Erdogan’s non-meeting with Trump

Erdogan’s non-meeting with Trump

MEGAN GISCLON
A picture is worth a thousand words. However, in the case of photographs emerging from Turkish President Recep Tayyip Erdoğan and U.S. President Donald Trump’s May 16 meeting, less than one thousand words can be said. 

Much ink has been spilled on the Trump-Erdogan meeting within the past week. However, especially in the U.S. press, it is hard to see any of this ink without also seeing a tint of the blood of the protestors assaulted outside of the Turkish Embassy in Washington. While it is unclear what was revealed in the 23-minute meeting between the leaders, it is much easier to underline the aesthetics of the meeting rather than dwell on more concrete implications. 

For those pushing the Trump-Erdogan friendship, it was all in Trump’s handshake, they said. It was in Trump’s greeting of Erdogan at the door, they said. It was in their friendly rhetoric during the press conference, they said. 

For others, these aesthetics were devoid of meaning. The exchanges on both sides led to an increased rhetorical spat—whether it was calls from U.S. Senator John McCain to “throw out” the Turkish Ambassador or Turkey’s call to remove Brett McGurk as the U.S. Special Presidential Envoy for the Global Coalition to Counter ISIS. This culminated in the U.S. House Foreign Affairs Committee’s decision to condemn the violence outside the Turkish Embassy—a decision that the Turkish Foreign Ministry disputes is “one-sided.” As the White House has yet to comment on the issue, this news story has not faded within the past week and a half.

While nothing was done to vindicate Erdoğan’s reputation in the U.S. as an authoritarian figure, nothing was done to keep the 36th Annual Conference on U.S.-Turkish Relations from taking place at Trump’s DC hotel this week. The discussion at the press conference was business-as-usual for both sides. The same topics were drilled in.

That is, it was the Islamic State of Iraq and the Levant (ISIL). It was the Kurdistan Workers’ Party (PKK) and the People’s Protection Units (YPG).  It was the Turkish cleric and U.S. resident Fethullah Gülen, and it was the imprisoned İzmir-based Pastor Andrew Brunson.

But from this, what did either side achieve? Seemingly, Turkey received a small concession on the U.S. decision to arm the YPG. Matching Trump’s call to stand with Turkey in its fight against the PKK, in his meeting with Turkish Defense Minister Fikri Isik, U.S. Secretary of Defense James Mattis offered an extension of hope for the Turkish government with a “plan to increase cooperation on Turkey’s counter-PKK efforts.”

The U.S., tied to institutional obligations and balance of powers, remained unmoved on Gülen—and Erdoğan barely mentioned him in his press conference speech maybe because of this.

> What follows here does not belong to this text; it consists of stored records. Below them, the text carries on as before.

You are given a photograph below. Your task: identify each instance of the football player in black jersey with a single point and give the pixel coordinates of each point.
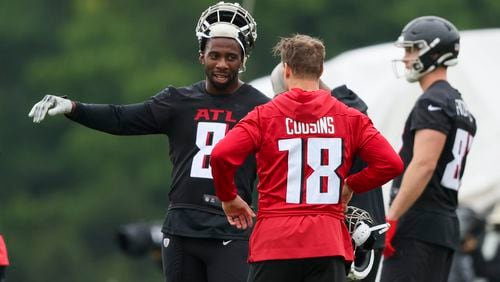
(437, 137)
(371, 201)
(199, 244)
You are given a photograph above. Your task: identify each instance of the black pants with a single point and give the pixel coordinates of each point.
(204, 260)
(376, 262)
(323, 269)
(416, 261)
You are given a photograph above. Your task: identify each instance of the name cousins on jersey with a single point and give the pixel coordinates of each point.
(322, 126)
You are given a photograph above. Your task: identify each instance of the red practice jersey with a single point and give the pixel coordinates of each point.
(305, 143)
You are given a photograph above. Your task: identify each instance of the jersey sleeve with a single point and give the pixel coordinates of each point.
(133, 119)
(430, 114)
(383, 163)
(162, 107)
(231, 152)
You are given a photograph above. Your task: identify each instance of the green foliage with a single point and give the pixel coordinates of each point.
(64, 188)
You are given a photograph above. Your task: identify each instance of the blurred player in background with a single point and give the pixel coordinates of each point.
(4, 259)
(199, 244)
(437, 137)
(305, 142)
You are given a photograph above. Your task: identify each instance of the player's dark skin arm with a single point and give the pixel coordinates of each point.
(133, 119)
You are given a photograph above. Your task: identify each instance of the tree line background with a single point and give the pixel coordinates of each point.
(65, 189)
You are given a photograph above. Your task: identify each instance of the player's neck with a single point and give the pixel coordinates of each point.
(427, 80)
(304, 84)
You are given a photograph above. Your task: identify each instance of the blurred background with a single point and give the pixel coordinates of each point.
(66, 192)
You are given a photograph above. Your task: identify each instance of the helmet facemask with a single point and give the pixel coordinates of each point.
(362, 230)
(230, 21)
(436, 42)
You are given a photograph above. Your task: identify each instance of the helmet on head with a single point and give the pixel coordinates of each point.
(227, 20)
(437, 41)
(361, 226)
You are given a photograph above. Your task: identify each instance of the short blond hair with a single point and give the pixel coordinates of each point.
(304, 54)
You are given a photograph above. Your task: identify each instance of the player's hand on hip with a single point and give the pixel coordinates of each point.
(346, 196)
(52, 105)
(389, 249)
(239, 213)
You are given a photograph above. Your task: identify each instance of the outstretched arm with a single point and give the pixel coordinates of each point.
(133, 119)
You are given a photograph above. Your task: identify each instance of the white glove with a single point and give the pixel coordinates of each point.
(53, 105)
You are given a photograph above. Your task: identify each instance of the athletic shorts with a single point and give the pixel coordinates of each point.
(322, 269)
(204, 260)
(416, 261)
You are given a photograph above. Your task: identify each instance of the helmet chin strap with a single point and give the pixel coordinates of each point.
(226, 30)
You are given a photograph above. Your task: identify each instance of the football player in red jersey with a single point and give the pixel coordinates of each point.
(305, 141)
(199, 244)
(437, 137)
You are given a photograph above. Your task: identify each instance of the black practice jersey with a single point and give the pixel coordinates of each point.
(432, 218)
(194, 121)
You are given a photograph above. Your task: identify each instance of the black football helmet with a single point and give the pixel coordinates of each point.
(227, 20)
(437, 41)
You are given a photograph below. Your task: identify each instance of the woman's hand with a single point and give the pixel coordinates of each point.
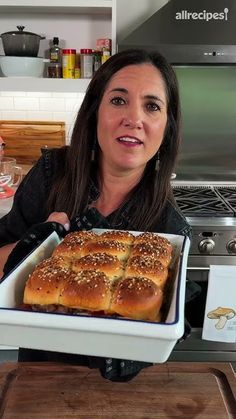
(60, 217)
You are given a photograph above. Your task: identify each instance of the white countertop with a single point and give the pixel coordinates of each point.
(5, 205)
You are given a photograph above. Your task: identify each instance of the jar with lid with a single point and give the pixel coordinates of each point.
(54, 70)
(55, 51)
(97, 60)
(105, 56)
(86, 63)
(68, 63)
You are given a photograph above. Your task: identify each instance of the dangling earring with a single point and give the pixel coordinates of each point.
(157, 163)
(93, 153)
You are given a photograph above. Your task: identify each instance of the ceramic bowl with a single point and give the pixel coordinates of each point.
(22, 66)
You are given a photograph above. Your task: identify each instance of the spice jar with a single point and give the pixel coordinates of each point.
(54, 71)
(68, 63)
(86, 63)
(97, 60)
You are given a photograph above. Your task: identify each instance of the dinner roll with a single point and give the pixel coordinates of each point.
(45, 283)
(137, 298)
(118, 235)
(149, 237)
(152, 250)
(114, 248)
(101, 262)
(88, 290)
(149, 267)
(72, 245)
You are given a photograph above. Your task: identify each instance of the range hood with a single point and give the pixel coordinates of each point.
(189, 32)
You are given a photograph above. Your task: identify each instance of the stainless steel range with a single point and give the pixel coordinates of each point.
(211, 211)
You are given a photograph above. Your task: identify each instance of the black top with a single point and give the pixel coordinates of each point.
(29, 206)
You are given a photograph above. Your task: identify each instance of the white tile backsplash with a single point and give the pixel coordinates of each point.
(26, 103)
(6, 103)
(44, 106)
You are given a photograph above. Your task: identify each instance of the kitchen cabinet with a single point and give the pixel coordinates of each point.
(77, 23)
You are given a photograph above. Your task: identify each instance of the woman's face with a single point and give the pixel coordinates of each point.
(132, 118)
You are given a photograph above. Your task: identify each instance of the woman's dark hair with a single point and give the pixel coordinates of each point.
(70, 192)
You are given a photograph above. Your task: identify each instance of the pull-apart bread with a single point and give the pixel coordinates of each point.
(115, 273)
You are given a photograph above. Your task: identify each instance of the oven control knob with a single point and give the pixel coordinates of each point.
(231, 246)
(206, 246)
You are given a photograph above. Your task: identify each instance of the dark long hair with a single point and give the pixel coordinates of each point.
(70, 191)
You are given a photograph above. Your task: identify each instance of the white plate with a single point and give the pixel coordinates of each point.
(91, 335)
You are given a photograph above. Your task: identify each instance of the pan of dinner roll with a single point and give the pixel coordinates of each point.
(107, 293)
(115, 273)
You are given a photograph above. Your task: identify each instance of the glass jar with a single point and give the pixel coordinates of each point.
(54, 71)
(68, 63)
(86, 63)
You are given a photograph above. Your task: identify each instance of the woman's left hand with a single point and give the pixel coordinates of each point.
(60, 217)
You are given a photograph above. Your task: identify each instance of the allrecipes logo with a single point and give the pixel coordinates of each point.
(204, 15)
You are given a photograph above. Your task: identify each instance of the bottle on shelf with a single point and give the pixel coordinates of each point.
(55, 55)
(55, 51)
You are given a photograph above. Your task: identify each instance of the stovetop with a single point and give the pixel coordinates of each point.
(206, 201)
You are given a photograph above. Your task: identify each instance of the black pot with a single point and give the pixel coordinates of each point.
(20, 43)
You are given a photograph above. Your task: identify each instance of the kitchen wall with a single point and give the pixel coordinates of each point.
(39, 106)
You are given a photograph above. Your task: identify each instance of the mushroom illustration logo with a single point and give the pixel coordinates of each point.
(222, 314)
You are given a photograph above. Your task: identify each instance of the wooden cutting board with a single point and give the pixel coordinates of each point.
(171, 390)
(24, 139)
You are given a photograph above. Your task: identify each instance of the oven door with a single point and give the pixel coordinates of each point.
(194, 348)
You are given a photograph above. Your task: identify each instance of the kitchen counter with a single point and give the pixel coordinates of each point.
(171, 390)
(6, 203)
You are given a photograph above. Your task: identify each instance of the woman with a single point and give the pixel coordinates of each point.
(116, 172)
(118, 167)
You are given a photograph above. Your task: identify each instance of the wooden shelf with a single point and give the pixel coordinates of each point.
(83, 6)
(34, 84)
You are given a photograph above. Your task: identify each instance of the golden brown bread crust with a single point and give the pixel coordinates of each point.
(101, 262)
(149, 237)
(148, 267)
(73, 244)
(138, 298)
(45, 283)
(152, 250)
(88, 290)
(91, 272)
(118, 235)
(114, 248)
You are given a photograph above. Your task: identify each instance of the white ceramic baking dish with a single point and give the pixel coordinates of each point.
(91, 335)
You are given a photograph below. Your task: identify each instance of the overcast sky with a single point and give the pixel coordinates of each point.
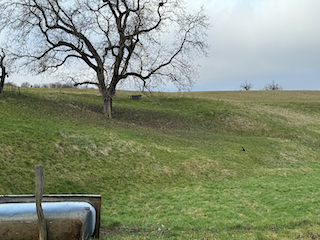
(258, 41)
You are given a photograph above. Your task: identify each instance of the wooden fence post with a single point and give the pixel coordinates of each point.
(43, 235)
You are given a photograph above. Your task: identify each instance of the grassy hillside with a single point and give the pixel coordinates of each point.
(171, 166)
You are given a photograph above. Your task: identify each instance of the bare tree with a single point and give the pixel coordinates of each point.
(273, 86)
(25, 84)
(246, 86)
(145, 41)
(4, 74)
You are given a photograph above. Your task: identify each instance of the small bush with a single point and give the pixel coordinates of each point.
(246, 86)
(273, 86)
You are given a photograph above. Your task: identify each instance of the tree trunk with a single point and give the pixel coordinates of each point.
(107, 105)
(3, 76)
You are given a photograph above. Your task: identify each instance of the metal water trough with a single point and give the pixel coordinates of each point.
(68, 217)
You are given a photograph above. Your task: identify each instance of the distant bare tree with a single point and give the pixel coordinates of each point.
(146, 41)
(4, 74)
(25, 84)
(273, 86)
(246, 86)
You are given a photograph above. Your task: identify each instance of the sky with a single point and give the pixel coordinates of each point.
(257, 41)
(260, 41)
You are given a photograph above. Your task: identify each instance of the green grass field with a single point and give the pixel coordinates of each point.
(171, 165)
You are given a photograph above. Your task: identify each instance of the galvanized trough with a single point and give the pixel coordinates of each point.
(68, 217)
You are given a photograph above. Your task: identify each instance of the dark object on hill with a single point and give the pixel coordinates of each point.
(134, 97)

Much to the distaste of the U.S., Turkey still is yet to develop allegations against Brunson. 

Obviously, neither side is going to give up their fight against the Islamic State. But with the U.S.’s definitive plan to include the YPG in the battle for Raqqa, Turkey and the U.S. must work out another route.

It was perhaps most surprising that neither side mentioned the Reza Zarrab case, the Turkish-Iranian gold trader allegedly close to the Turkish government who was arrested in the U.S. last year on charges of evading U.S. sanctions on Iran—an issue also close to the Trump administration given the participation of former New York City mayor and avid Trump supporter Rudy Giuliani, the defense lawyer in the case. 

After a week of considering this meeting, its implications, and the future of U.S.-Turkish relations, it is hard to say that the Erdoğan-Trump meeting served as anything other than as a non-meeting or a photo-op—a sentiment that has been consistently repeated in many analyses of the meeting.  As Trump forges his way through the Middle East on his first foreign tour, it is perhaps best for Turkey to consider where it considers itself in this hierarchy of leaders—who seem to be changing Trump’s mind and leading a regional policy shift ahead of Erdoğan.


Megan Gisclon is the Managing Editor and a researcher at Istanbul Policy Center.